2. How do generators generalize from easy to hard?

For their experiments, they use the MATH dataset, which has a difficulty of 1-5. They use 1-3 as the “easy” dataset, and 4-5 as “hard”.

They use the following setups for generators:

Full & Hard ICL: ICL using exemplars from either the entire MATH dataset, or just the hard ones
Easy-to-Hard ICL: ICL using exemplars from just easy problems, with the goal of evaluating if it can generalize to harder ones
Full SFT: SFT on tasks from all difficulty levels
Easy-to-Hard SFT: SFT on easy tasks only

And the results:

Unsurprisingly, SFT beats ICL.

They found that easy-to-hard gap also depends on the quality of SFT data used for training. In the lower-quality PRM800K, the difference between full SFT and easy-to-hard SFT was pretty small (~1%), but in the higher-quality MetaMath dataset, it went from 32.2 to 35.4 for Llemma-34B.

3. How do evaluators generalize from easy to hard?

On the other side, they consider the following setup for evaluators:

Final-Answer reward: gives binary reward based on accuracy of model’s answer
Outcome reward model (ORM): an outcome reward model is one that rewards models for the final answer. The reward model is trained to predict whether the solution is correct for every token (like a value model), and at inference time it is run on just the final token
Process reward model (PRM): this model predicts whether each CoT reasoning step (delimited by newlines) is correct
Outcome & process reward model (OPRM): best of both worlds - evaluates correctness of intermediate steps & also checking accuracy of final answer like ORM

To assess the performance of these techniques, they need a way to evaluate the evaluators. They do this by first sampling \(N\) solutions, and then using the evaluators to choose the best solution by the following methods: majority voting (only for final-answer model), and weighted voting and best-of-N using reward models.

The evaluator that can choose good solutions is deemed better.

Let’s first compare ORM/PRM/OPRM:

They found that ORM and PRM performs similarly, and OPRM outperforms the both of them.

Now comparing across difficulty of tasks:

They found that weighted voting outperforms best-of-N and majority voting. The former contradicts with previous work, which found minimal differences with RM best-of-N.

They also claimed that weighted voting resulted in better performance improvement gap for harder tasks, but this wasn’t really apparent to me visually as the gap seemed similar. They pointed to this as evidence that evaluators generalize better than generators.

4. Using Evaluators to Train Generators

If we accept that evaluators generalize better than generators, then we can use evaluators as reward models to train generators.

A surprising thing is that models trained with PRM rewards on just the easy tasks could actually outperform a model trained on all tasks, but without access to a PRM:

This includes the previous RL SOTA.

Most Glaring Deficiency

From an exposition standpoint, it was really hard to tell what the “big idea” of the paper was. It is dense and full of experiments, but sometimes it is hard to interpret the results and understand how it fits into their narrative.

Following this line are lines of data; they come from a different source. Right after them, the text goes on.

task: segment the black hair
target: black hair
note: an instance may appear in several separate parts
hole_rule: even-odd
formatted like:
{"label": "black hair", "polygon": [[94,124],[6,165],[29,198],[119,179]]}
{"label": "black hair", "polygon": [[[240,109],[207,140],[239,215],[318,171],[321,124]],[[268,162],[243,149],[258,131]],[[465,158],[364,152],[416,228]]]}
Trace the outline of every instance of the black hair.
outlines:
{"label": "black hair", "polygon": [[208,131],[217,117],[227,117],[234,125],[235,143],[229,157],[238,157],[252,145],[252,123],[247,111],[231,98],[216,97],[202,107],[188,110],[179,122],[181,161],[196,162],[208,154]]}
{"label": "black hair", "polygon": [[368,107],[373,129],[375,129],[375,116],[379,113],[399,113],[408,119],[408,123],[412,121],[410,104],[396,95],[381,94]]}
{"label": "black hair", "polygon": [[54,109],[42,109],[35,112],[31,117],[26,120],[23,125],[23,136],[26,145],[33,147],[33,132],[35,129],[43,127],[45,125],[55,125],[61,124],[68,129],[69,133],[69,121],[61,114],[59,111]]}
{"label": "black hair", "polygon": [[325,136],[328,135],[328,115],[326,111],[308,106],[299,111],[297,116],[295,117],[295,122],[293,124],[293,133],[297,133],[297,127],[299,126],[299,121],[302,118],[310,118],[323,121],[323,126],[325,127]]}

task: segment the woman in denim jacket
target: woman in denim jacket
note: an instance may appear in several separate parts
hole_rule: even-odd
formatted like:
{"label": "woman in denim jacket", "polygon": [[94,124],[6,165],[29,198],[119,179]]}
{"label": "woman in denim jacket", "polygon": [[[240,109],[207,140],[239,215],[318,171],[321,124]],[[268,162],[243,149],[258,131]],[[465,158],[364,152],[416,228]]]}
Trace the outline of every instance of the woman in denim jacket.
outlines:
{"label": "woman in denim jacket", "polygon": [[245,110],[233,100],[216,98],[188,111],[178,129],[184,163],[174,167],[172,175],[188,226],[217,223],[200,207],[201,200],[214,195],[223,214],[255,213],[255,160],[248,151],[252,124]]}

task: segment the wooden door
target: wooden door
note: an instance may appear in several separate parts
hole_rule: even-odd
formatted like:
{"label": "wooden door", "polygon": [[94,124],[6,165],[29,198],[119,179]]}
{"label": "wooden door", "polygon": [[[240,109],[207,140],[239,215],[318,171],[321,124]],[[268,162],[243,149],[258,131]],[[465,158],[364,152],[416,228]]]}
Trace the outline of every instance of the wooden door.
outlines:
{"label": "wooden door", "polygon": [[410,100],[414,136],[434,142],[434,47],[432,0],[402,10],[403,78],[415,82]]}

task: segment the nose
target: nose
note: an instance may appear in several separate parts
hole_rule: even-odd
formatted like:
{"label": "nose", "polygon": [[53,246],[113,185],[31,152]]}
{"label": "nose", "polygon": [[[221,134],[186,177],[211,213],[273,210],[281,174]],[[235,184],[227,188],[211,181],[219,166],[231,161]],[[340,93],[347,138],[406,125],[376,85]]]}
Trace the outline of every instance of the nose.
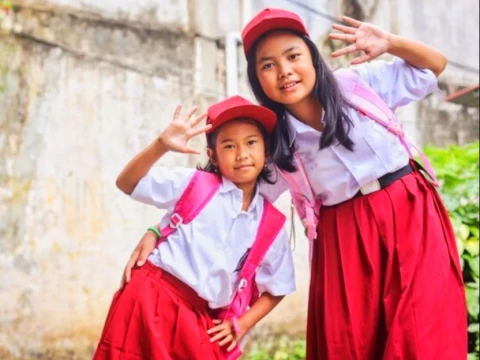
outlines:
{"label": "nose", "polygon": [[248,158],[247,148],[245,146],[239,146],[237,148],[237,161]]}
{"label": "nose", "polygon": [[290,75],[292,75],[292,68],[289,66],[289,64],[280,64],[279,66],[279,71],[278,71],[278,78],[279,79],[286,79]]}

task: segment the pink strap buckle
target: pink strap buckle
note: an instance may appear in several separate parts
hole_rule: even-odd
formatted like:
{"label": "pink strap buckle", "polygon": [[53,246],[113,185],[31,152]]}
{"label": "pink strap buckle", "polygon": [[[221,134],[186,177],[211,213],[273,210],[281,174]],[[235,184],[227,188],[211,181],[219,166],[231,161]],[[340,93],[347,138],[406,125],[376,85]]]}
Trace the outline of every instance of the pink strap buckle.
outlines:
{"label": "pink strap buckle", "polygon": [[176,229],[183,223],[183,218],[177,213],[173,214],[170,218],[169,225],[171,228]]}

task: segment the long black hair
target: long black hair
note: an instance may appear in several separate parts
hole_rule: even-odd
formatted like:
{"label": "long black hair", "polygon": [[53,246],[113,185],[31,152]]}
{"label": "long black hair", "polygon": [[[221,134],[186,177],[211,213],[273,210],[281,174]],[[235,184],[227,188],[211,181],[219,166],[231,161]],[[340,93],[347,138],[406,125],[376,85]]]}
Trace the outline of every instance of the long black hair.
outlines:
{"label": "long black hair", "polygon": [[[255,126],[258,127],[258,129],[260,130],[260,133],[262,134],[263,142],[265,143],[265,152],[268,154],[268,151],[269,151],[268,149],[270,148],[269,144],[270,144],[271,137],[268,135],[265,127],[262,124],[260,124],[258,121],[250,120],[250,119],[247,119],[247,118],[245,118],[245,119],[241,118],[241,119],[236,119],[236,120],[249,122],[249,123],[252,123],[252,124],[254,124]],[[213,151],[214,154],[216,153],[216,149],[215,149],[216,146],[215,145],[217,143],[218,133],[219,133],[221,128],[222,127],[220,126],[217,129],[213,130],[211,133],[207,134],[207,147],[210,148]],[[267,156],[267,154],[265,156]],[[265,159],[265,164],[267,164],[267,161],[268,161],[268,159],[266,158]],[[197,169],[207,171],[207,172],[213,173],[213,174],[218,174],[218,166],[215,165],[215,163],[212,161],[212,159],[208,159],[208,162],[205,166],[198,165]],[[262,171],[258,175],[257,182],[265,181],[267,184],[275,184],[275,181],[270,179],[271,175],[272,175],[272,170],[269,167],[264,166]]]}
{"label": "long black hair", "polygon": [[[300,37],[307,45],[310,50],[310,55],[312,56],[313,66],[316,72],[315,85],[312,91],[325,112],[325,126],[322,131],[322,136],[320,137],[319,149],[340,144],[348,150],[353,151],[354,144],[349,137],[350,129],[353,125],[345,113],[345,100],[340,92],[332,71],[322,59],[317,46],[308,36],[291,30],[285,31]],[[296,170],[293,163],[293,152],[295,149],[290,146],[291,139],[287,119],[285,117],[285,105],[277,103],[267,97],[258,81],[256,73],[255,57],[258,44],[271,33],[272,31],[261,36],[252,46],[252,49],[247,56],[248,81],[257,101],[277,114],[277,126],[275,127],[270,141],[271,159],[280,169],[293,172]]]}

This is kind of a minor point as it’s probably true by intuition, but I’m also not really convinced that their results demonstrates that evaluation is harder than generation. It seems hard to compare the two.

Conclusions for Future Work

A possible approach of training superhuman models is to use evaluators trained on easy data as a reward model to guide the generator that attempts hard problems. The problems of evaluating and generating are dual in some sense, but yet one is easier than the other, and we should exploit this fact.